Les symptômes qui indiquent une exposition active
Toux sèche persistante, gorge irritée, congestion nasale chronique, yeux qui piquent, fatigue inexpliquée — qui s’améliorent nettement en dehors du logement.
Ce qu’il ne faut pas faire
Gratter ou brosser une moisissure sans protection disperse les spores dans tout le logement. En cas de surface importante ou de moisissure noire, ne pas intervenir seul — faire appel à un professionnel pour l’identification de l’espèce et le traitement fongicide adapté.

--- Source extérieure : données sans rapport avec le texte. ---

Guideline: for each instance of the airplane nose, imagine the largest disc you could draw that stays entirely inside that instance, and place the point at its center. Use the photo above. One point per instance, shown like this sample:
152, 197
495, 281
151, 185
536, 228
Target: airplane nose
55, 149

Quelle est la pire moisissure ?
Le Stachybotrys chartarum — communément appelée moisissure noire toxique — est considérée comme la plus dangereuse pour la santé. Elle se développe sur les matériaux cellulosiques humides (plaques de plâtre, carton, bois) dans les espaces mal ventilés. Elle produit des satratoxines, des mycotoxines hautement irritantes qui peuvent provoquer des saignements de nez, des troubles respiratoires sévères et des réactions neurologiques chez les personnes très exposées. Elle est reconnaissable à sa teinte noire brillante et à sa texture légèrement visqueuse.
L’Aspergillus niger — moisissure noire également fréquente dans les salles de bain et les caves — est moins toxique mais produit des acides organiques qui dégradent les matériaux de construction et peut provoquer des infections pulmonaires (aspergillose) chez les personnes immunodéprimées.
Du côté des champignons lignivores, la mérule (Serpula lacrymans) est la plus redoutable pour la structure des bâtiments : elle peut réduire de moitié la résistance d’une poutre en quelques années, traverser des murs en béton par ses filaments, et est considérée comme le cancer des maisons. Elle se signale par une odeur sucrée et boisée caractéristique et un corps fructifère rouge-orangé.
En cas de moisissure noire ou d’odeur sucrée dans un espace obscur, ne pas intervenir seul — un diagnostic professionnel s’impose pour identifier l’espèce avant tout traitement.